Aún no sé cómo contar esta historia sin que duela. Quizá el dolor sea precisamente el punto. Tal vez escribir en medio del tsunami que veo acercarse sea la única manera de entenderlo.
Todo comenzó con un recuadro en Facebook. Como tantas veces, entré solo para repartir likes a las fotos en las que mi mamá me etiqueta. Y entonces lo vi: él, patinando de espaldas. Sonreí… con esa sonrisa que el tiempo no pudo borrar.
La última vez que recuerdo haberle había escrito —fuera de un cumpleaños— fue hace casi diez años, para felicitarlo por su boda. Le dije que le deseaba toda la felicidad del mundo, que su esposa era muy bonita, como una modelo. Él respondió agradeciendo, educado, distante.
Pero al verlo en patines, algo se encendió. Fue como si mi alma, dormida durante tanto tiempo, despertara. Un toque eléctrico me recorrió el cuerpo; mi corazón latió con fuerza. Recordé cuánto había querido volver a patinar, como cuando era niña y mis pies dibujaban círculos valientes sobre el piso, y el aire olía a libertad. Ya adulta, descubrí que el cuerpo olvida.
Después de chulearle el trasero, los mensajes se multiplicaron. Me contó que llevaba siete años divorciado. Y descubrimos que, al parecer, los dos seguíamos sintiendo algo. Quise ser prudente: “Solo puedo ofrecerte mi amistad sincera, por ahora. Necesito higiene emocional para lo que viene”. Aun así, seguimos. Con tanta intensidad, que el fósforo que él representaba para mi alma dormida se convirtió en una llamarada que lo quemó todo.
Los mensajes eran cada vez más frecuentes, cada vez más cercanos. Aprendí a corresponder sus palabras cariñosas. Por primera vez en mi vida, le dije “mi amor” a alguien. Él me dio ternura sin prisa, atención sin condiciones. Recordamos aquel sentimiento antiguo: seguía ahí. Para mí no era un juego.

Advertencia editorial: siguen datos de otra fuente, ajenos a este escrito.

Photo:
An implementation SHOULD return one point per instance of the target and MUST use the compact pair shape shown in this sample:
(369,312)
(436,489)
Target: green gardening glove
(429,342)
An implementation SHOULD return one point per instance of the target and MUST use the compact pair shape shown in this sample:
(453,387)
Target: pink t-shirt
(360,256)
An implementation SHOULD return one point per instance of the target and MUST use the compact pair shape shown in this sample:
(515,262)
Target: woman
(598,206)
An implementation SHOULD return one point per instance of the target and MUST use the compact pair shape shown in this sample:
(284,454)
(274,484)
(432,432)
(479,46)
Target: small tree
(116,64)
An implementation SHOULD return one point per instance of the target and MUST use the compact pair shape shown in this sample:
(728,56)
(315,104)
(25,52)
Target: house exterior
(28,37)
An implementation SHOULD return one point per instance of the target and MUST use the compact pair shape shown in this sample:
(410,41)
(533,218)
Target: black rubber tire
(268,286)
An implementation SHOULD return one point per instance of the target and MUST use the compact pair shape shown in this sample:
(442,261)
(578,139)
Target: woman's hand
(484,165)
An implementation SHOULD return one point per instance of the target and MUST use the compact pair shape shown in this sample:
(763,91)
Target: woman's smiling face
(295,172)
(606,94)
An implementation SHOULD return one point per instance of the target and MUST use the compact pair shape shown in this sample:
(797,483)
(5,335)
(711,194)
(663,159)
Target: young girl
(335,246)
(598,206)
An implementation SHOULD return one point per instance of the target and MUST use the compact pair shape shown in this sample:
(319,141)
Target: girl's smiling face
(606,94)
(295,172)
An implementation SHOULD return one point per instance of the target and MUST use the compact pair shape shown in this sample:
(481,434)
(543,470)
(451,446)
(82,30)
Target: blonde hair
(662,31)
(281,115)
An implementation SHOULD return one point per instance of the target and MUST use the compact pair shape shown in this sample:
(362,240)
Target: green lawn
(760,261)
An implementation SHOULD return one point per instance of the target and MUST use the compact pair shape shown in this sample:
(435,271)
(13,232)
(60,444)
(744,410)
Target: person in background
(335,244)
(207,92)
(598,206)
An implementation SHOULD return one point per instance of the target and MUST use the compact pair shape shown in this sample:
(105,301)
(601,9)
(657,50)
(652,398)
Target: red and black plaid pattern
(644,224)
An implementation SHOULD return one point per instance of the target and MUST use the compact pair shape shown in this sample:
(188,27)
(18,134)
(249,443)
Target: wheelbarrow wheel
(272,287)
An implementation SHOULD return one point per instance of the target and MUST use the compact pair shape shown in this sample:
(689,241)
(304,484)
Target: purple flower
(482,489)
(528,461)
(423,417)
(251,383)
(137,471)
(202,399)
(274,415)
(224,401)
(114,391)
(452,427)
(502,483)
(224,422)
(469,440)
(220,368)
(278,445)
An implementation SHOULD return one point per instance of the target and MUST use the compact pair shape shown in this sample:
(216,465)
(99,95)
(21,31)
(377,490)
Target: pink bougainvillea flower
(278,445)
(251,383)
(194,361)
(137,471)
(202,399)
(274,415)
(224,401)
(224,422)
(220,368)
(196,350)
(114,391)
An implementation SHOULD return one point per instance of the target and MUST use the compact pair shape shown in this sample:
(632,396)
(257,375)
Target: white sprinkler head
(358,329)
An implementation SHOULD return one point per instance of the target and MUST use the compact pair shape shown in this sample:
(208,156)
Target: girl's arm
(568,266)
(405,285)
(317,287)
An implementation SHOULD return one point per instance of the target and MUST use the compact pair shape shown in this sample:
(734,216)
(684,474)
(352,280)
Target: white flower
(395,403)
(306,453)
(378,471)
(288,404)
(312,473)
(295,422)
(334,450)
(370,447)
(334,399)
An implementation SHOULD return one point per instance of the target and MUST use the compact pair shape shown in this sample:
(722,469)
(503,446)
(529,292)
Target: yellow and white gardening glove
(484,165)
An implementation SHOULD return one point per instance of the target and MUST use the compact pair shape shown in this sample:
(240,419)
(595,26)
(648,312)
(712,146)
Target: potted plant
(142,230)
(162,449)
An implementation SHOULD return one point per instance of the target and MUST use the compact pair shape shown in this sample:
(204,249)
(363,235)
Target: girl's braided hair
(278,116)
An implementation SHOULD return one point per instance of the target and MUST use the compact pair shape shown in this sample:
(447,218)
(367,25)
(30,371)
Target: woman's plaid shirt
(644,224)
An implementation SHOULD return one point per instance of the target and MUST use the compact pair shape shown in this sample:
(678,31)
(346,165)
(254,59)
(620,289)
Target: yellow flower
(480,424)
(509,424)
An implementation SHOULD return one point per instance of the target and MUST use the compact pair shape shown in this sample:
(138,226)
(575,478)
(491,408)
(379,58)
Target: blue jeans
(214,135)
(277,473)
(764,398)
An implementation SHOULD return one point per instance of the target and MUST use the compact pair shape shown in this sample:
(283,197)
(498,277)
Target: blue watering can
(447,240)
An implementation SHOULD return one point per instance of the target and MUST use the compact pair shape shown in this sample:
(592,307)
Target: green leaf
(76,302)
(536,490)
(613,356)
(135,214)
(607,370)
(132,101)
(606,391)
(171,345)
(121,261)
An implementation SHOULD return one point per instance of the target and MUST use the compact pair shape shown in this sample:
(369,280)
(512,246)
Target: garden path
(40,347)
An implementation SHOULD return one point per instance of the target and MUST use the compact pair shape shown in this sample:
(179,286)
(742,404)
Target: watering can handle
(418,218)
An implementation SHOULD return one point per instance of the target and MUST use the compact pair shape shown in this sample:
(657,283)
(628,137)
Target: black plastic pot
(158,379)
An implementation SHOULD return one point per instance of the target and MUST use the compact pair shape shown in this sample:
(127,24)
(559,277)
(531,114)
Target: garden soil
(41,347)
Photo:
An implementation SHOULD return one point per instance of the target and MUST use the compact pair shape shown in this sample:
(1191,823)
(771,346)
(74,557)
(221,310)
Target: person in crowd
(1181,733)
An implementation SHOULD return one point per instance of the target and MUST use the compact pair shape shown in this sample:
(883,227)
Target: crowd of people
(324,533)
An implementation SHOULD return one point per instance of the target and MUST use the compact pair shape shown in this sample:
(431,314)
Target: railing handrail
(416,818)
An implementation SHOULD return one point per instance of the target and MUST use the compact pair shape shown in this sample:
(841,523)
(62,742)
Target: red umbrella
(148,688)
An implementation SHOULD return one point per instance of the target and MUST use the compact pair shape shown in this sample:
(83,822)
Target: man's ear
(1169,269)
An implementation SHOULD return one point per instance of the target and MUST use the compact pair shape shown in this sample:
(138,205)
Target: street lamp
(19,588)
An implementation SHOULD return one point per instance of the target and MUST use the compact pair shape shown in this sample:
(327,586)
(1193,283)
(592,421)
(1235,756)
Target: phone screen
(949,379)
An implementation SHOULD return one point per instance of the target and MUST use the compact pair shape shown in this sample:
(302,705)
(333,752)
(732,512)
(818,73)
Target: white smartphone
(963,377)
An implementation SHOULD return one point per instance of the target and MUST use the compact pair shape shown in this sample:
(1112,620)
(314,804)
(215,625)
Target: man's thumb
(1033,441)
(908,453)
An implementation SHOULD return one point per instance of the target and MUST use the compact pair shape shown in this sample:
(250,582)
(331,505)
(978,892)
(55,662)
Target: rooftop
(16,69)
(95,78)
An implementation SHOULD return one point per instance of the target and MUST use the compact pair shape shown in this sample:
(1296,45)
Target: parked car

Creamos un universo paralelo: buenos días al despertar, llamadas que podían durar seis horas, risas infinitas, canciones. Era como volver a aquellos años en el call center. Sus palabras limaban los bordes de mi matrimonio vacío. Sus “besos en tu boquita”, sus “tequiero” al oído, sus “te extraño” me parecían un bálsamo. Y lo sentía real.
Hablábamos de viajes, de llenar maletas con risas y descubrimientos. Me ilusionaba la idea de vivir tantas primeras veces juntos. Creí en constelaciones: vidas pasadas, reencuentros eternos, almas que se buscan una y otra vez. Podía verme feliz a su lado, caminando juntos, en calma.
Un divorcio, con todo lo que implicaba, me parecía nada si significaba tenerlo a él tomándome la mano.
Pero, de pronto, sin explicación, desapareció.
Fue un relámpago. Iluminó todo por un instante y al apagarse me dejó en la oscuridad. Tal vez su función no era quedarse, sino enseñarme a soltar. Prepararme para el maremoto que se alza en el horizonte: el final de mi matrimonio.
Él fue la ola traicionera que me golpeó primero. La que te arrastra, te raspa contra el fondo, te hace tragar sal y miedo. El mundo se convierte en caos: no sé dónde es arriba o abajo, parecen la misma cosa, y solo escuchas esa voz que grita: “Aguanta”. Y tal vez canta: "Aguanta, corazón. No seas cobarde".
Le escribí: “¿Qué te hice? Espero que al menos te dejen respirar”. Él dijo que el trabajo lo consumía. Mi mensaje fue una pataleta contra el mar que me ahogaba, un intento desesperado por aferrarme a su amor como si fuera oxígeno.
No hay lucha posible cuando el agua te rompe las costillas. Él ya no está. Solo me queda rendirme a la corriente, hasta que pueda vislumbrar —entre la espuma— un destello de luz.
Esta ola me rajó como a un jarrón con grietas finas: sigo en pie, pero ya no soporto el peso del agua estancada.
Fue hermoso.
Fue brutal.
Y me dejó un regalo envenenado: el valor para soltar, para empezar de cero, incluso antes de haber comenzado una "historia física".